Des questions se posent dans les milieux politiques. Où Ratsiraka veut-il en venir en faisant cette apparition télévisuelle toujours spectaculaire outre la présentation de sa biographie. Si les uns pensent que l’Amiral fait ce show pour ne pas se faire oublier sur l’échiquier politique malgré la force de l’âge qui pousse les troisièmes générations à une étalage d’idée et de connaissance, les autres estiment que l’ancien Président de la République veut encore faire un dernier coup d’éclat politique en faisant un clin d’œil à l’actuel chef d’Etat Hery Rajaonarimampianina. Didier Ratsiraka après ses mandats en dents de scie veut sortir par la grande porte ? Ceci explique-t-il cela pour justifier la présence de Rivo Rakotovao président national du parti présidentiel Hery Vaovaon’i Madagasikara ?

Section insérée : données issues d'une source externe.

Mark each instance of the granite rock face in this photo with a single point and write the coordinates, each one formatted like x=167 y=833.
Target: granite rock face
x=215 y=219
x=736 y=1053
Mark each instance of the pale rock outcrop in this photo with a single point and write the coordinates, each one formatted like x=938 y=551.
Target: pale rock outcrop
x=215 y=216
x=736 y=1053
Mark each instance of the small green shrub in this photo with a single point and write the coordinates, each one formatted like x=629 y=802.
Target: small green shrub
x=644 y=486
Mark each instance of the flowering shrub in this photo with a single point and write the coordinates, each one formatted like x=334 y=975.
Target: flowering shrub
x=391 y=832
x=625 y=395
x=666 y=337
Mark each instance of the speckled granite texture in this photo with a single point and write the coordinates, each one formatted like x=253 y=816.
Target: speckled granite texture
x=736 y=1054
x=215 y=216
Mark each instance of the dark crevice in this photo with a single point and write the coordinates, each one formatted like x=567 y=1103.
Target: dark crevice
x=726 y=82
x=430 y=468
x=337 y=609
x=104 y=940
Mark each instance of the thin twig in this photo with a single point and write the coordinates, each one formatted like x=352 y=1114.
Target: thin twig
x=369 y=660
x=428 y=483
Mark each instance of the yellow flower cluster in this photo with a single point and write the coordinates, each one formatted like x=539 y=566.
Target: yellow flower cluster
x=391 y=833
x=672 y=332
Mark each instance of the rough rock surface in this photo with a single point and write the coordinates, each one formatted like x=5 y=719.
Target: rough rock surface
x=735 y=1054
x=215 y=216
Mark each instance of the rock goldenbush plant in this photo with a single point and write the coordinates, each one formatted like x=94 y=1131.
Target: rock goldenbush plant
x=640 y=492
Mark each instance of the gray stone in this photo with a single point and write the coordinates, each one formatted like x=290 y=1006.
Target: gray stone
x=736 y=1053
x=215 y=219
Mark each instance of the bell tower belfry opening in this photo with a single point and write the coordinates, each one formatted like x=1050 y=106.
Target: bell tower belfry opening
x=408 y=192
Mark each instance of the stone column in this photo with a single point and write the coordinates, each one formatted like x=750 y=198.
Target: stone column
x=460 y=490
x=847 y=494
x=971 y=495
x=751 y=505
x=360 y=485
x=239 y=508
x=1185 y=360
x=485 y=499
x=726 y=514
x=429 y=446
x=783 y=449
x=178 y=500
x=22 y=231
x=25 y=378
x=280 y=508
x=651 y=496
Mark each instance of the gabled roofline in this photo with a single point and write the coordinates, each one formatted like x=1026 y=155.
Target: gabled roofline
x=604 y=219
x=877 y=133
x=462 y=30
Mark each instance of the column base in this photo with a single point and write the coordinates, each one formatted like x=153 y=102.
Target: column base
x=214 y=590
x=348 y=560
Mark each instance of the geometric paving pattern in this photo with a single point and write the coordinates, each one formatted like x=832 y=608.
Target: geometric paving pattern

Mais de toutes les manières, l’homme fort de l’Arema, bien qu’il a déjà fait preuve d’humilité à chaque occasion, lors du processus de la réconciliation nationale diligenté par le FFKM entre autres, a profité du moment d’hier devant les téléspectateurs pour laver l’affront en mettant au dos du feu du Général Andriamahazo, paix à son âme, comme commanditaire de l’assassinat du général Richard Ratsimandrava au grand dam de la grande famille de l’armée malagasy même si cette vibrante déclaration n’aura peut-être pas beaucoup d’impact inattendu que de la part de la famille d’Andriamahazo ou émanant du journaliste Latimer Rangers cité comme source de l’information.

Mais en acculant Marc Ravalomanana et Andry Rajoelina au mur avec ces histoires de coup d’Etat. Didier Ratsiraka risque de sombrer à jamais les restes des images positives que l’opinion lui accorde.

Qu’il le veuille ou non, ce sont eux tous qui ont fait ensemble l’histoire de la politique de Madagascar et il appartient aux Malagasy d’en juger. Didier Ratsiraka figure parmi la crème de la crème dans le monde de la politique du grand continent africain mais le fait de ne pas citer hier l’isolement d’Antananarivo, capitale de Madagascar pendant des mois et la destruction des ponts et chaussées en 2002 ne veut pas dire que l’initiateur du livre rouge est blanc comme neige. Les malagasy pardonnent peut être mais n’oublient pas.